By 1930 Berni was married and had a daughter. Shocked by the news of a military coup d'état in Buenos Aires (see Década Infame), he decided to go back, and settled first in the countryside, and then in Rosario, where he worked in the town hall. He organized an association of artists and students, and was briefly a member of the local Communist Party.

In 1932 he exposed his surrealist paintings. It was the first display of this art movement in Latin America, and the public was not accustomed to it; the critics condemned it.

Argentina was under the rule of a conservative dictatorship, a problematic time full of social struggle, workers' strikes and unemployment. Rosario was a picturesque display of decadence, prostitution and mafia gangs. The world as a whole was moving towards darker times, with totalitarism, the rise of Nazism in Germany, the Spanish Civil War, etc. Berni felt surrealism was far removed from this, and started moving away into social realism, starting in 1934 with two paintings called Desocupados ("Unemployed people") and Manifestación ("Demonstration").

In the 1940s Berni met and studied Pre-Columbian art during a journey through Bolivia, Ecuador, Peru and Colombia, whose influence can be felt in a painting, Mercado indígena ("Indian market"). This decade was one of revolutions and coups d'etat in Latin America, including Argentina in 1943. Between 1948 and 1951 he painted Masacre ("Massacre"), El obrero muerto ("The dead worker"), and another "Demonstration", with people carrying symbols of peace, on the year of the first hydrogen bomb test by the United States.
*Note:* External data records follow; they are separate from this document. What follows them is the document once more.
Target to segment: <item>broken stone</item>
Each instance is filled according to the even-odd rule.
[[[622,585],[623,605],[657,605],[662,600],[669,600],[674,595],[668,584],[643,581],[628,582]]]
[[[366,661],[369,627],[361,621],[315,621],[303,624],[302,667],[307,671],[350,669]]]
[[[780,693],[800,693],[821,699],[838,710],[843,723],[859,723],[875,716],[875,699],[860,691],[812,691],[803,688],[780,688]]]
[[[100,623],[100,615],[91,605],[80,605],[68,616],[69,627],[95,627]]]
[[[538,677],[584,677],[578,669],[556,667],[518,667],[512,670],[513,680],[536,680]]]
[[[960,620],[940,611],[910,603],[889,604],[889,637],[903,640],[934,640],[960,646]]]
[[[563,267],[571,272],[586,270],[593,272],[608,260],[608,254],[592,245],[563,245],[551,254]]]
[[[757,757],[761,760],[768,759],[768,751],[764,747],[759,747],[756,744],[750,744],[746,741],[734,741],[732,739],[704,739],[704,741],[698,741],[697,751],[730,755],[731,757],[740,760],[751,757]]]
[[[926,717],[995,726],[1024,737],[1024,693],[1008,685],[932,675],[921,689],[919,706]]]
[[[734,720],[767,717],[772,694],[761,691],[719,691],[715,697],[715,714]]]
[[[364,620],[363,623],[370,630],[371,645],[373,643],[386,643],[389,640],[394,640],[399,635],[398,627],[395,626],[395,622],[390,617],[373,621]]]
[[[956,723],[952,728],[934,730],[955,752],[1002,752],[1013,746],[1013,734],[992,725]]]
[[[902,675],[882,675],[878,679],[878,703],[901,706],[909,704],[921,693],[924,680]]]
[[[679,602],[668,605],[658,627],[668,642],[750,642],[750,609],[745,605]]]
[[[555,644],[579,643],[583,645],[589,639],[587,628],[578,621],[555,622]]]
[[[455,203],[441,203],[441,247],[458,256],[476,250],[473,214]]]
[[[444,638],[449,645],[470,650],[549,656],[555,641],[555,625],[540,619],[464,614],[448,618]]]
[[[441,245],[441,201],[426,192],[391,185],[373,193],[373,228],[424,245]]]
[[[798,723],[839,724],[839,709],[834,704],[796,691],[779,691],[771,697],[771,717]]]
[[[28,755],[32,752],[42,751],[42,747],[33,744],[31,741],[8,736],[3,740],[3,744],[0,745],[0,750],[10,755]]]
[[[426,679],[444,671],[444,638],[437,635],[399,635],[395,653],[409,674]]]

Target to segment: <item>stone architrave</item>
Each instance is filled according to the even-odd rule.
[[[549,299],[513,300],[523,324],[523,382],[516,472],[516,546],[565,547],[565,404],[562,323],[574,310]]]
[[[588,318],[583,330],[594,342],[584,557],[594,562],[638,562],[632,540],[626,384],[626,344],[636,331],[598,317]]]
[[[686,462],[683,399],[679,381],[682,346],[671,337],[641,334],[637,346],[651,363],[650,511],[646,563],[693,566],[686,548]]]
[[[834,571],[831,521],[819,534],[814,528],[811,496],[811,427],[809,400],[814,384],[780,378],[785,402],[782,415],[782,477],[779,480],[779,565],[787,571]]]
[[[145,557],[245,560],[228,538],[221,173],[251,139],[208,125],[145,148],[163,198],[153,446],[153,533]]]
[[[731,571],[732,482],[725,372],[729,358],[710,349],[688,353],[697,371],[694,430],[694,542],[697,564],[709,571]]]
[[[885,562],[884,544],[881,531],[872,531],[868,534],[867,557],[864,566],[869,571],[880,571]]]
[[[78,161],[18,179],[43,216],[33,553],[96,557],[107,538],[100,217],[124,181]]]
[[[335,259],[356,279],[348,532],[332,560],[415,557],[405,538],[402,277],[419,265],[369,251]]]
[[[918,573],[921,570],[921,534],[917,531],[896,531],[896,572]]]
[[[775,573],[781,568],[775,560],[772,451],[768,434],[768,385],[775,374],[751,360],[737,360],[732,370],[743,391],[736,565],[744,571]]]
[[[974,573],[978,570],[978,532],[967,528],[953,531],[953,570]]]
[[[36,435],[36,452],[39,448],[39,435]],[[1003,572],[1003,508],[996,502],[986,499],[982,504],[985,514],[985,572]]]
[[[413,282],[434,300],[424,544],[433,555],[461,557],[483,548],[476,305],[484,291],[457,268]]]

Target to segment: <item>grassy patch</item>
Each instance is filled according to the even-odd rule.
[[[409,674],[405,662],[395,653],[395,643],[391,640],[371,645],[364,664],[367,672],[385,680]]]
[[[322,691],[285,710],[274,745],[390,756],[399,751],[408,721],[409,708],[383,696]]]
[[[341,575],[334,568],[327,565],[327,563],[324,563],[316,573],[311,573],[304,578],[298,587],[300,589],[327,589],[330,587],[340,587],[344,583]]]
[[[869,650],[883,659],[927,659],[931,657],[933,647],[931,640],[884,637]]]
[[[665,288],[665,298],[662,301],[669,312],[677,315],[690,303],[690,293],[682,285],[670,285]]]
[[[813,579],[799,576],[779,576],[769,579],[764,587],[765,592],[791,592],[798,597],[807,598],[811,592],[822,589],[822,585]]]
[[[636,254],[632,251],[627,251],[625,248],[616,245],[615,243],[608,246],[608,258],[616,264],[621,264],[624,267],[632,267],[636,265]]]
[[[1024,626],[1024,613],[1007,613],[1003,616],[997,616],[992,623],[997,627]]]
From 1951 to 1953 he lived in Santiago del Estero, a province in the Argentine north-west which had suffered and was still suffering massive ecological damage, mainly overexploitation of the quebracho tree (for its tannin and its hard, durable timber) by a few landowners who exploited their workers. In the following years, Berni's works reflected this natural and social tragedy. In 1955–1956 he painted the series Chaco, depicting the similar situation in Chaco; it was exhibited in Paris, Berlin, Warsaw, Bucharest and Moscow.
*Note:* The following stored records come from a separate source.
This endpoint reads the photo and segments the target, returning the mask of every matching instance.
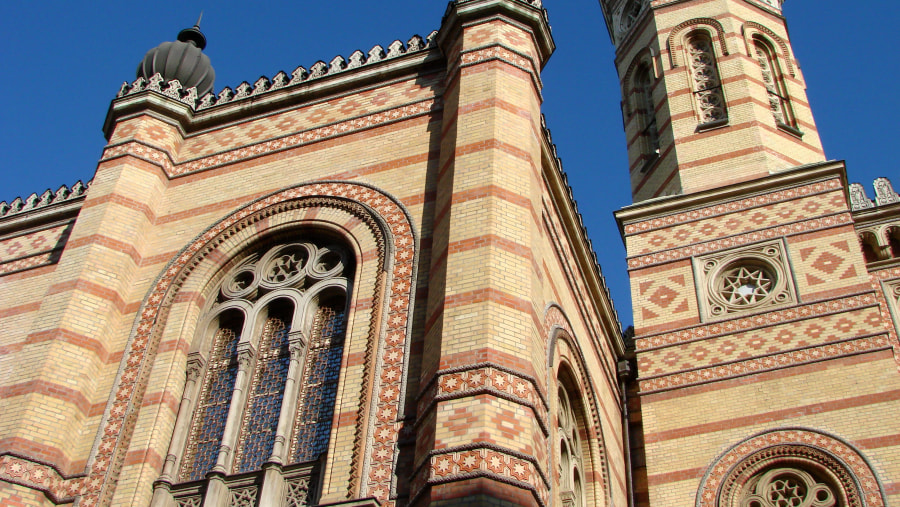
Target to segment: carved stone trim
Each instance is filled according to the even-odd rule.
[[[780,239],[695,257],[694,276],[704,320],[797,303]]]
[[[725,29],[722,28],[722,23],[717,19],[713,18],[694,18],[684,21],[678,24],[675,28],[669,32],[669,40],[667,48],[669,50],[669,59],[671,60],[672,68],[678,67],[679,65],[683,65],[684,62],[679,61],[679,55],[681,51],[678,50],[679,45],[676,44],[676,38],[678,34],[684,31],[688,27],[697,26],[700,28],[712,28],[714,33],[710,33],[710,40],[715,43],[716,39],[719,42],[719,51],[722,56],[728,56],[728,46],[725,44]],[[715,35],[715,38],[713,37]],[[714,44],[715,45],[715,44]]]
[[[697,490],[696,507],[737,507],[736,490],[757,472],[779,463],[827,471],[848,507],[887,505],[877,476],[857,449],[816,430],[783,428],[750,437],[716,458]]]
[[[747,55],[749,55],[750,58],[753,58],[753,35],[754,35],[754,32],[759,32],[759,33],[765,34],[765,36],[770,41],[777,44],[778,49],[781,50],[781,58],[784,59],[784,64],[785,64],[785,67],[787,67],[788,74],[790,74],[792,77],[797,75],[796,71],[794,70],[794,63],[791,60],[791,53],[790,53],[790,50],[788,49],[788,45],[786,42],[784,42],[784,39],[782,39],[781,37],[778,36],[778,34],[773,32],[772,30],[766,28],[765,26],[763,26],[759,23],[755,23],[753,21],[745,22],[744,26],[742,27],[742,30],[744,32],[744,42],[747,45]]]
[[[67,187],[65,185],[60,186],[58,189],[56,189],[56,192],[51,192],[48,188],[41,195],[32,193],[25,199],[16,197],[10,203],[7,203],[6,201],[0,201],[0,218],[27,213],[29,211],[46,208],[54,204],[75,201],[78,198],[83,198],[90,186],[90,181],[88,181],[87,183],[82,183],[81,180],[79,180],[76,181],[75,184],[71,187]]]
By this time he also painted some suburban landscapes, and then he invented two stock characters that would make his works recognizable worldwide, Juanito Laguna and Ramona Montiel.

[edit] Later years

In 1976 Berni went to live in New York City, where he painted, did engraving and collage, and exhibited some works. He painted 58 works that were meant for an exhibit in Texas, but were never displayed there, and were recovered and brought back to Argentina after his death, in 1982. New York struck him as luxurious, consumistic, materially wealthy but spiritually poor. His works showed this with a touch of social irony.
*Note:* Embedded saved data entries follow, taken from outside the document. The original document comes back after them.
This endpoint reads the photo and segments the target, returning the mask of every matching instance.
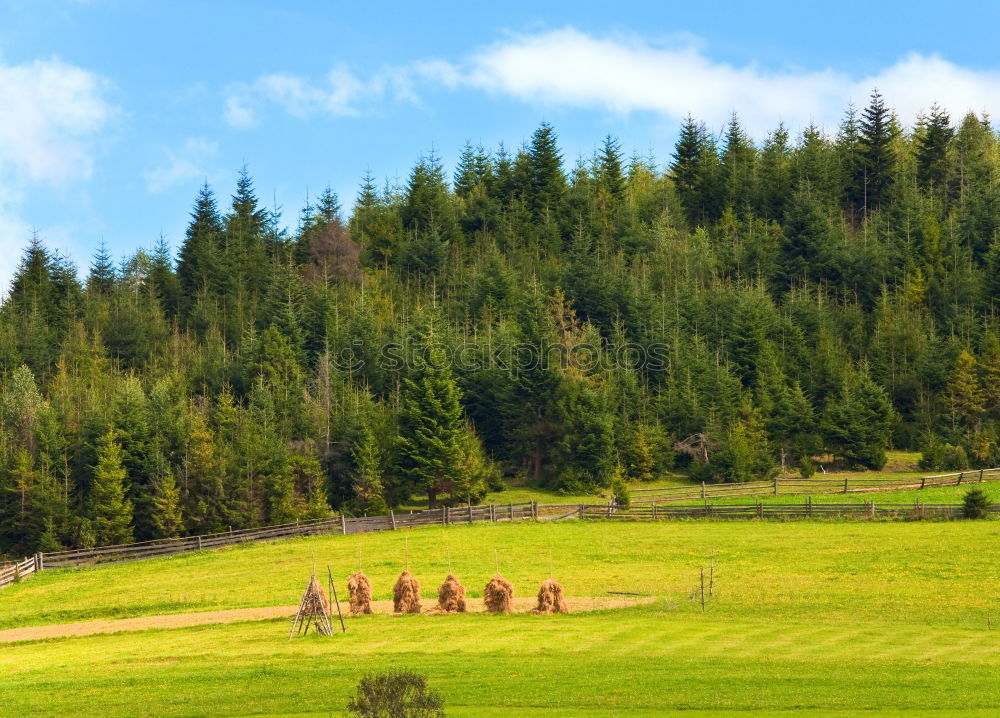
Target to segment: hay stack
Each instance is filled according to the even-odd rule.
[[[296,629],[303,635],[309,633],[310,624],[314,625],[316,631],[324,636],[333,635],[333,626],[330,625],[329,616],[330,599],[327,597],[326,591],[323,590],[323,585],[316,580],[316,575],[313,574],[309,579],[309,585],[306,586],[305,593],[302,594],[299,610],[295,614],[295,620],[292,621],[292,630],[288,637],[291,638]]]
[[[563,587],[551,578],[542,581],[538,589],[538,605],[532,613],[569,613],[566,599],[563,598]]]
[[[313,576],[309,579],[305,595],[302,597],[301,612],[303,616],[329,616],[330,598],[323,590],[323,585]]]
[[[449,573],[438,589],[438,608],[444,613],[465,613],[465,586],[455,574]]]
[[[514,587],[499,573],[495,574],[483,591],[483,603],[490,613],[513,613]]]
[[[396,613],[420,613],[420,581],[409,571],[399,574],[392,587],[392,607]]]
[[[372,612],[372,582],[361,571],[348,577],[347,595],[350,597],[352,616]]]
In 1981 his paintings became more spiritual and reflective. He painted apocalyptic murals for a chapel in General Las Heras, Buenos Aires; a Cristo en el garage ("Christ in the garage"), and the opposition of nature and humanity through a naked woman lying in the sand under the moon, this harmonious night disturbed by the passing of an airplane. Berni died that same year, on 13 October.